Re: Gun control LGBTQ perspective

2
The article is behind a paywall, I could access it yesterday but not today.

The Pulse, Orlando shooting in 2016 was the largest mass shooting in the US until it was overtaken by the Las Vegas shooting in 2017. Initially there were reports that dormant Pink Pistols chapters in the US became active again because of the Pulse shooting. LGBT were buying guns and taking shooting lessons and some businesses even offered free shooting lessons. It's a small community to start with, estimated to be 5.6% of US adults or roughly 11.7 million people.

A 2018 survey by the Williams Institute at UCLA on gun ownership.
An estimated 18.8 percent of lesbian, gay, and bisexual adults in the United States say they have guns in their home compared to 35.1 percent of heterosexuals, according to a recently released study by the Williams Institute, an LGBT think tank associated with the UCLA School of Law.

Among other things, the study found that LGB adults are more likely than their heterosexual peers to support gun control laws or regulations such as background checks.

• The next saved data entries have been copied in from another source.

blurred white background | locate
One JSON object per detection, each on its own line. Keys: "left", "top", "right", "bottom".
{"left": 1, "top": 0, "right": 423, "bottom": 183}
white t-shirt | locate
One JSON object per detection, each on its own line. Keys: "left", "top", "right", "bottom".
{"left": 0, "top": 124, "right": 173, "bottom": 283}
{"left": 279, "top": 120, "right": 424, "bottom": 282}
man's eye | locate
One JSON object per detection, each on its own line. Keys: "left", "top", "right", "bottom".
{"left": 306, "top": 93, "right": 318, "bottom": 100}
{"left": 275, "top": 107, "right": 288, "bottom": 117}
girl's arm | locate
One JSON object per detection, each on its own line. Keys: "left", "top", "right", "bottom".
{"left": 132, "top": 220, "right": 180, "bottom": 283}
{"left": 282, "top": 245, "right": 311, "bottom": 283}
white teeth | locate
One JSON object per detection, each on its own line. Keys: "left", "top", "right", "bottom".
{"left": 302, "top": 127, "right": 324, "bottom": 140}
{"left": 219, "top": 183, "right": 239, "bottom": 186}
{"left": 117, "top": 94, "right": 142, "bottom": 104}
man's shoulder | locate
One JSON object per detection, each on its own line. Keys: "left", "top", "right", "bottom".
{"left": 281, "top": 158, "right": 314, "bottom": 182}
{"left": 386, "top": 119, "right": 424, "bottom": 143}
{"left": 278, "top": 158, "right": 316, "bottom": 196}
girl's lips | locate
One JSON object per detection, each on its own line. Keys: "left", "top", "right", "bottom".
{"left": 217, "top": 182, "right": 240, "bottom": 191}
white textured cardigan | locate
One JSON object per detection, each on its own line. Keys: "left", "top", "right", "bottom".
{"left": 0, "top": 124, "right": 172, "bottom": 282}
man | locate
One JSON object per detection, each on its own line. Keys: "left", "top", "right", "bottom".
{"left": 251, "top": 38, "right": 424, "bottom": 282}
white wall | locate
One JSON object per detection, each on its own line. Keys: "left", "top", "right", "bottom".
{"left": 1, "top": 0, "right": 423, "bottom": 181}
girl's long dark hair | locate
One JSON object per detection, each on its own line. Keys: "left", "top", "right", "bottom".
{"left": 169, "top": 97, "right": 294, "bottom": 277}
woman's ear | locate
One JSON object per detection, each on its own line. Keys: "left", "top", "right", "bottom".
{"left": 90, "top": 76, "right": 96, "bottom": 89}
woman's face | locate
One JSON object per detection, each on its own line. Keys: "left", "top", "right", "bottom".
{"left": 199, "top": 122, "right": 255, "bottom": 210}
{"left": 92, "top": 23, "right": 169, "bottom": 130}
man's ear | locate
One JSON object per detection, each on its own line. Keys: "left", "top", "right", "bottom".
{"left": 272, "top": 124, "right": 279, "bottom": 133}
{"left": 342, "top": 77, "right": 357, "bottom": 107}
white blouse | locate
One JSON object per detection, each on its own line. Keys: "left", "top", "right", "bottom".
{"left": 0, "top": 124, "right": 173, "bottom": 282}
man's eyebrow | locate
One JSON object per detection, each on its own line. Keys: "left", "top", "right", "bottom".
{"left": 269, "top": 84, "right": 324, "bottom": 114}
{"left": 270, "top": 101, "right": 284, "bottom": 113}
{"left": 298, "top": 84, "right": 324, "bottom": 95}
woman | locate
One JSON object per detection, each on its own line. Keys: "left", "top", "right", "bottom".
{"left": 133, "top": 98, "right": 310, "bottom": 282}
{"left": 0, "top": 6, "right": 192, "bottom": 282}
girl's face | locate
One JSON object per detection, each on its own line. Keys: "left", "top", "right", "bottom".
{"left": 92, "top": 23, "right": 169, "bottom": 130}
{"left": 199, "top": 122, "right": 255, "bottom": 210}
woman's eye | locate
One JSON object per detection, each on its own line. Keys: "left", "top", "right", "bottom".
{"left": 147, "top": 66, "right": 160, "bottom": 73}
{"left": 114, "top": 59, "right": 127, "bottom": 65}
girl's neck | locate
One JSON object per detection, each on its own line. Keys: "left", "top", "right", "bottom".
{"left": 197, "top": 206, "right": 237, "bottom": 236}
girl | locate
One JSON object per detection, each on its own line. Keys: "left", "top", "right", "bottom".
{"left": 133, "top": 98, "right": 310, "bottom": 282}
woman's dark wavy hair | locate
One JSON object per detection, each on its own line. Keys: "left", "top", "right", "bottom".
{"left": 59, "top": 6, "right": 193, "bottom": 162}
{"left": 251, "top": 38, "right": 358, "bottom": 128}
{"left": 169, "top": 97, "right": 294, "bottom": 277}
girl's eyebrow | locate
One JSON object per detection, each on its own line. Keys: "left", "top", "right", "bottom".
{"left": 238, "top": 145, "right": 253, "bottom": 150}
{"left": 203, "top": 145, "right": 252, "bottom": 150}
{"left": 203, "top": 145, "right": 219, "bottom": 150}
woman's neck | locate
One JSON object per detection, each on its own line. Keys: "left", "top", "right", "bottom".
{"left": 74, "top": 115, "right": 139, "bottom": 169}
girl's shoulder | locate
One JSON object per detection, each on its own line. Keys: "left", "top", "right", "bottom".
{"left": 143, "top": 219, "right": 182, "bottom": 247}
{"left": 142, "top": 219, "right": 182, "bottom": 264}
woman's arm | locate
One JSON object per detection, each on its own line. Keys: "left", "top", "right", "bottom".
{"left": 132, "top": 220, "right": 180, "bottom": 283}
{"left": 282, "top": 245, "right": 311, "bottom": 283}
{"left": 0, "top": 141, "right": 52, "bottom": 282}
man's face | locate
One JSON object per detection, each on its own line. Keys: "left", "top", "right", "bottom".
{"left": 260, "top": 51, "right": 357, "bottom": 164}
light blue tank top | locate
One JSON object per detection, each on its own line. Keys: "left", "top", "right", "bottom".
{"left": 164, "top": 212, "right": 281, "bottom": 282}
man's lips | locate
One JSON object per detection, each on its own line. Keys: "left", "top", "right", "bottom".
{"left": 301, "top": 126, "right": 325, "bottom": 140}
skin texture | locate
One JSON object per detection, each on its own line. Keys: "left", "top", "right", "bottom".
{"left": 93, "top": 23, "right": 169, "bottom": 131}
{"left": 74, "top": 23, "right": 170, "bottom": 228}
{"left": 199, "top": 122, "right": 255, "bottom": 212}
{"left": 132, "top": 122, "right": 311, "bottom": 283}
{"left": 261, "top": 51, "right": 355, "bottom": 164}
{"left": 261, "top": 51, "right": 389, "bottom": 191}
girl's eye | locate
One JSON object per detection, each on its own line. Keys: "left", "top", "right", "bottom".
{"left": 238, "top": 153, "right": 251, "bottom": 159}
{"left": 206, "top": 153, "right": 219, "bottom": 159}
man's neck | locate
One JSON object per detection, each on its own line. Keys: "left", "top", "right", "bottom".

It also found that among both LGB and heterosexual adults, non-Hispanic whites were more likely to have a gun in their home than people of other races and nationalities.

And, in what may be viewed as an interesting gender role variation, among LGB respondents, 17.3 percent of males and 19.9 percent of females — a statistically insignificant difference — reported having guns in their home. By contrast, 42.2 percent of heterosexual males reported having guns in their home compared to 30.8 percent of heterosexual females, a finding, according to the study, that shows an approximate 10 percent gender gap in guns in the home between straight men and women.

“Gun violence is a major public concern, and violence against LGBT people is all too common,” said the study’s co-author Adam P. Romero, director of Legal Scholarship and Federal Policy at the Williams Institute.
https://www.washingtonblade.com/2018/12 ... ls-report/

Most LGBT live in cities and suburbs and we know urban dwellers tend to be for gun control vs rural dwellers who are more pro-gun. Don't have membership numbers on the Pink Pistols which are the most prominent LGBT pro-gun group vs Gays Against Guns which are anti-gun. The gay ghettos in cities its residents felt were protective, but there was still a lot of violence directed at LGBT. Rural life is more of a conforming culture, being very transgender in that environment must be very difficult. She's not going to be a victim, good for her.

https://www.statista.com/statistics/250 ... in-the-us/
https://www.statista.com/statistics/719 ... ansgender/
"Everyone is entitled to their own opinion, but not their own facts." - Daniel Patrick Moynihan

Re: Gun control LGBTQ perspective

3
My daughter is LGBTQ+ and lives in Denver with her Fiancé and some roommates. Although she has played various FPS games since she was a kid, she hasn't had much interest in the real thing (shooting guns). Her fiancé, however, has experience with firearms, so we are trying to convince my daughter to give it a go together. Given that Colorado is a "purple" state, I still worry about her.